This evening I asked Natalie if she wanted to go on an adventure. Excited to go outside and explore, we packed two sandwiches and went on a hike up a local canyon near our home. Our kids were at various functions - so we had this time to ourselves.
While driving to our destination we laughed at how excited we were to explore - and that it felt like we were dating again. We both vowed to never stop dating each other, to never stop trying, and to always catch each other when we fall.
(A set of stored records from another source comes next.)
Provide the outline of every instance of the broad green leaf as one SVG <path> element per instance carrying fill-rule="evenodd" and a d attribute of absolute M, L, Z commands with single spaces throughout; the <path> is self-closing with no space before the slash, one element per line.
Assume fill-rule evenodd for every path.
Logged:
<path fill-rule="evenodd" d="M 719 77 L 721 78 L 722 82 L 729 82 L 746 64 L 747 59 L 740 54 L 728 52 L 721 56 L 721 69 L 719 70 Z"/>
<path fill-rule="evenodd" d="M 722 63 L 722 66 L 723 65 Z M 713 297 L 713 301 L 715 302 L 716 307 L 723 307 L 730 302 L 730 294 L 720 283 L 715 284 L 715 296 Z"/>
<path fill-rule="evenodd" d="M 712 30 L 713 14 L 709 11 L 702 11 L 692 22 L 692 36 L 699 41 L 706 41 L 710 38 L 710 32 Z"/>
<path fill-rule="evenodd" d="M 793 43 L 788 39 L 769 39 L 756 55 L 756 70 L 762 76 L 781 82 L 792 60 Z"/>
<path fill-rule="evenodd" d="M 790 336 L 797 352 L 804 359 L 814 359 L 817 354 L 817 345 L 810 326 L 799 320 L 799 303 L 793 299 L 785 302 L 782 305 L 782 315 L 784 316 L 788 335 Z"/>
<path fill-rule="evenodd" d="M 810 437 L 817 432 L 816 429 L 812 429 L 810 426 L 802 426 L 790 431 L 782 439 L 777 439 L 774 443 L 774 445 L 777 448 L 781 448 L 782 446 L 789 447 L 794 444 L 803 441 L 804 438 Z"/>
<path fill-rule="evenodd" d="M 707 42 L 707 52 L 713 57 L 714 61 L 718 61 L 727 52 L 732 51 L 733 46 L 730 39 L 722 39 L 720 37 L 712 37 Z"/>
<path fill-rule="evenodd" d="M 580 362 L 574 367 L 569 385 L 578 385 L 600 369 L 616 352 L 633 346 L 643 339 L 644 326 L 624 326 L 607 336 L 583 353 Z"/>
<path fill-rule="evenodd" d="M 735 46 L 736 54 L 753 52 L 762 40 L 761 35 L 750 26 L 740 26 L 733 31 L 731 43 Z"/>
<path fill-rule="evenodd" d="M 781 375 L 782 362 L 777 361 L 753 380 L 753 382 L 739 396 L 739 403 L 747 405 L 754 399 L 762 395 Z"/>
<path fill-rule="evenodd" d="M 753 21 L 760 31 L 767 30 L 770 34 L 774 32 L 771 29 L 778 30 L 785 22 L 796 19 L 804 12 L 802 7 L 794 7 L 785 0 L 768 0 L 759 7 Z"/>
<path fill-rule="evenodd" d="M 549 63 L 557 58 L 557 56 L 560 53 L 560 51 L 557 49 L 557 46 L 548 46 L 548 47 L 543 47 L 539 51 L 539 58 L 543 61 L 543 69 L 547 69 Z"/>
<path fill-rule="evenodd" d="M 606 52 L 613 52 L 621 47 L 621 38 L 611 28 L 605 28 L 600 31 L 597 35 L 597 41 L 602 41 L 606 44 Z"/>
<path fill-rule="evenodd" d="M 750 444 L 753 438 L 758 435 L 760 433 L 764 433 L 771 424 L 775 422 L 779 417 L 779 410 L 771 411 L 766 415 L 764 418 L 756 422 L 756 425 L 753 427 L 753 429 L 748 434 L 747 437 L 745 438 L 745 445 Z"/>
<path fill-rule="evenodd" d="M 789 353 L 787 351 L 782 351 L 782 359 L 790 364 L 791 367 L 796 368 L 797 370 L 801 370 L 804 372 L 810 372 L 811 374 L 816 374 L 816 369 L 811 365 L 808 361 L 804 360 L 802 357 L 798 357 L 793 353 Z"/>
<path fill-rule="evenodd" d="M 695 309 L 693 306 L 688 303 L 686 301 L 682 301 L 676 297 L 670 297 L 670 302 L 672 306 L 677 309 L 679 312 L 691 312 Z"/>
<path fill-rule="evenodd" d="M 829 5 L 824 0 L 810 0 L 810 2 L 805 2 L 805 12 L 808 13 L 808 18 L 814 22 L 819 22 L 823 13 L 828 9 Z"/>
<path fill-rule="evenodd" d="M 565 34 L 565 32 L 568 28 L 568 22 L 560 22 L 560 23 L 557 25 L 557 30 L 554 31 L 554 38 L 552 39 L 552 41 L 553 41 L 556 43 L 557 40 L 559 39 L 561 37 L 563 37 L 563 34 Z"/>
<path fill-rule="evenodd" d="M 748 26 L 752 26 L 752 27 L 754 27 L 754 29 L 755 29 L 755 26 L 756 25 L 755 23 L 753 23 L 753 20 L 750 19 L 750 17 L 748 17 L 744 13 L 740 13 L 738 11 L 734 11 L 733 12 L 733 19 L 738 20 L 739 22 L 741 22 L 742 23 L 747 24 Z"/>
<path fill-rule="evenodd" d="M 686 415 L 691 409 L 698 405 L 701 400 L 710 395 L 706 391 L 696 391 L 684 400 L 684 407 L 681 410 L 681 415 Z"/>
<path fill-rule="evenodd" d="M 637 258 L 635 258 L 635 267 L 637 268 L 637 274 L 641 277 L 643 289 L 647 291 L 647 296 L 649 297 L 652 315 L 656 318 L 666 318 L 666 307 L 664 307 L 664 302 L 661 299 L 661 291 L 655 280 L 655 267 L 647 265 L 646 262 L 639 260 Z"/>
As we hiked up the canyon, we started to talk about our kids, our future, and lessons from our past. We even talked about how much we adore and miss little Mitch. When we're together, Natalie and I always talk about Mitch - for we don't get to have new memories with him. All we have is what we've done so we cling to memories like treasures without price.
At one point, I took this photo of my wife with my iPhone and added a painterly filter to it. Then, this quote by Victoria Erickson came to mind and made me think of Natalie ... and I smiled. I started to think how much I admire her and how I wish to be as strong as she is one day.
If it's true that you are the average of the 5 people you hang out with the most, I want to hang out with (and be like) her the most.
I was grateful for this hike in the woods - for I felt a certain joy in my heart and gratitude for my own life journey, no matter how difficult it has been.
In my heart, knew I was living what Mitch taught me - to be nice to [others] and to be glad I was alive. Today, nothing else mattered.